Гл. 2. Язык

Nov 10, 2009 14:55

PREV | NEXT
содержание

2.1. Дрейф языка
Язык и личная история
Этимология, лексикография и культурология
Из истории движений
Дрейф
Тело и «я»

Не будет особого вреда, если мы начнем с повторения некоторых положений первой главы, пытаясь взглянуть на них с точки зрения языковой проблемы.

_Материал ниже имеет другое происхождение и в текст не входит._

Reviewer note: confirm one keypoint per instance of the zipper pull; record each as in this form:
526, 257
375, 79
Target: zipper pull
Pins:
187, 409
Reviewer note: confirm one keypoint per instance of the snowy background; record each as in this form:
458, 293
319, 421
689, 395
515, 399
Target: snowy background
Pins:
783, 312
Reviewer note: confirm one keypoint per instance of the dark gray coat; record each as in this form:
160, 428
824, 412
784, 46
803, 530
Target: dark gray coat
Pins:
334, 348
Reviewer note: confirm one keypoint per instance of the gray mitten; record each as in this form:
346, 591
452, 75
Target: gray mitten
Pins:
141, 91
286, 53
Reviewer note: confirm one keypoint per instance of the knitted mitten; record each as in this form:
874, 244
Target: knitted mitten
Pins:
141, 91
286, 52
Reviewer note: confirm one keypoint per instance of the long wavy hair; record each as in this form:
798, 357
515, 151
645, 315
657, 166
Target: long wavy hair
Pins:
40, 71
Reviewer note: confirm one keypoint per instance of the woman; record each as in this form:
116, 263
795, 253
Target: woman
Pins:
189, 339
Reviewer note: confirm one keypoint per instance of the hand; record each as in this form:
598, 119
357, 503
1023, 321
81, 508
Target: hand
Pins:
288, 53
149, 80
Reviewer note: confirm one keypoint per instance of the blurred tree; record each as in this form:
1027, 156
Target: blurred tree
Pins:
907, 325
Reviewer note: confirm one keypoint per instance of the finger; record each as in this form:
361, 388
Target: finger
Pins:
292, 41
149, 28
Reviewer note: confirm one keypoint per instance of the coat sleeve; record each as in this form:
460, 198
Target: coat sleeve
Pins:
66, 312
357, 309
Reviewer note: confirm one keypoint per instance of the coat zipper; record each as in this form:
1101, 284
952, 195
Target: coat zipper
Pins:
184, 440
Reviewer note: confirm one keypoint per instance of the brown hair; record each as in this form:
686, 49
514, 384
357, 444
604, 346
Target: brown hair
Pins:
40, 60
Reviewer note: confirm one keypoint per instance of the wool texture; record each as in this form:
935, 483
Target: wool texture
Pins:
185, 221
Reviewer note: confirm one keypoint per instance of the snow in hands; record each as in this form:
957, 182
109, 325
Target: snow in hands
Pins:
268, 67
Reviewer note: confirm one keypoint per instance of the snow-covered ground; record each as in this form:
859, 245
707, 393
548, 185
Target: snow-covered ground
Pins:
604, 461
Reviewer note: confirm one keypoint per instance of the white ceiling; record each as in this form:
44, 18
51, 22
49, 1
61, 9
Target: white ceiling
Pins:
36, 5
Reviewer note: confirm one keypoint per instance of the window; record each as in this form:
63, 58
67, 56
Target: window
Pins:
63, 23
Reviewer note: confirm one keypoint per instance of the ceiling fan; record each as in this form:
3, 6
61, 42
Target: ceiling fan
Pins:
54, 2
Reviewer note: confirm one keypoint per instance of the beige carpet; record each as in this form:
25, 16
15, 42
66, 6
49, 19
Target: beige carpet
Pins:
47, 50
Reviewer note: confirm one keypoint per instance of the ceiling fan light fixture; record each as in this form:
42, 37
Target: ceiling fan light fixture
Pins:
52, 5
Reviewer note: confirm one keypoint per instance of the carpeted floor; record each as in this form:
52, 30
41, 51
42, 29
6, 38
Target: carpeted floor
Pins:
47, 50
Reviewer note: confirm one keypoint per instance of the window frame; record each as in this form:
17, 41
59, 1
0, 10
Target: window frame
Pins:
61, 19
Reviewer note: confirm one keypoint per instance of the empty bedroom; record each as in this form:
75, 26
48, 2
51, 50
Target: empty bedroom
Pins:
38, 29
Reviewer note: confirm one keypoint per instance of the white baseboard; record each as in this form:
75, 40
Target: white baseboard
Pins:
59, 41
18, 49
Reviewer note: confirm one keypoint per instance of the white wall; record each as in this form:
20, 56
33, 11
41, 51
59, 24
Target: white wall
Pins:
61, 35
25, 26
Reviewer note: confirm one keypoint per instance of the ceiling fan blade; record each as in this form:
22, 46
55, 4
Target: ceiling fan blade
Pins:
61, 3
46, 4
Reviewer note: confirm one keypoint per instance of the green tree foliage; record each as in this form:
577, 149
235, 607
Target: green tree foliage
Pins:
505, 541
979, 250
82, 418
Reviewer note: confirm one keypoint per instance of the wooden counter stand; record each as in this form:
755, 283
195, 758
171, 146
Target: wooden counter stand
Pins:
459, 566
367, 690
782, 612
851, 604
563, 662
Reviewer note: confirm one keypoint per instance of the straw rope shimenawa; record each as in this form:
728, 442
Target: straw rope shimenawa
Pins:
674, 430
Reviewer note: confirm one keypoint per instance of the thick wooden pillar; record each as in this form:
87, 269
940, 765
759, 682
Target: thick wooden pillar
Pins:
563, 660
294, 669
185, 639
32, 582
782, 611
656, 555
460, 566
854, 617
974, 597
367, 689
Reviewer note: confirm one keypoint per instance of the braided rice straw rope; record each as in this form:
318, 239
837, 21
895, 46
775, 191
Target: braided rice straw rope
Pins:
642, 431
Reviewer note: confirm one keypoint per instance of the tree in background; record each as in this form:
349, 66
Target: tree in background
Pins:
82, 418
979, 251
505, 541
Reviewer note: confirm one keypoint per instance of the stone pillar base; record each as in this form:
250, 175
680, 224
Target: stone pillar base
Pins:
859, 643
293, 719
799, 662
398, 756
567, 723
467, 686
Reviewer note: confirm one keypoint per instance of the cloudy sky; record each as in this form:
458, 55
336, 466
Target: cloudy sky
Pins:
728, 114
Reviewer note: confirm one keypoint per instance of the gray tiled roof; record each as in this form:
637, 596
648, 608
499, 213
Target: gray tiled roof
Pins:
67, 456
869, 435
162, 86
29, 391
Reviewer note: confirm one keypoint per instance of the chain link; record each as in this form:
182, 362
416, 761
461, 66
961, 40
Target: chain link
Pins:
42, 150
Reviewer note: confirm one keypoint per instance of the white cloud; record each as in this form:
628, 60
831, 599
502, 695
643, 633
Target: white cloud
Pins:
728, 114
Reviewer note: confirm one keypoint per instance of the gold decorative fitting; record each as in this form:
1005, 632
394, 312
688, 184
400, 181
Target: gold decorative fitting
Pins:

В первой главе мы констатировали тот факт, что благодаря механизму высказывания в обиход входит процедура договора, в результате которой складывается серия оснований для дальнейших действий договаривающихся существ. Определяющей особенностью договора, осуществляемого с помощью протокола «я», является то, что схема договоренности допускает перестановку участников. В такой структуре выделяется специальный знак, отвечающий за распределение ролей. Тут мы имеем дело со своеобразным расслоением в знаковой структуре. Проведем такую аналогию. Представьте себе программный блок, в котором разные части программы играют различную роль. Некоторые знаки несут информацию о том, что нужно делать с другими знаками, в то время как эти другие знаки служат базой данных. В нашем случае существует база данных - действий, которые необходимо осуществить. Употребление знака «я» определяет то, как будут распределены роли между участниками при выполнении этих действий.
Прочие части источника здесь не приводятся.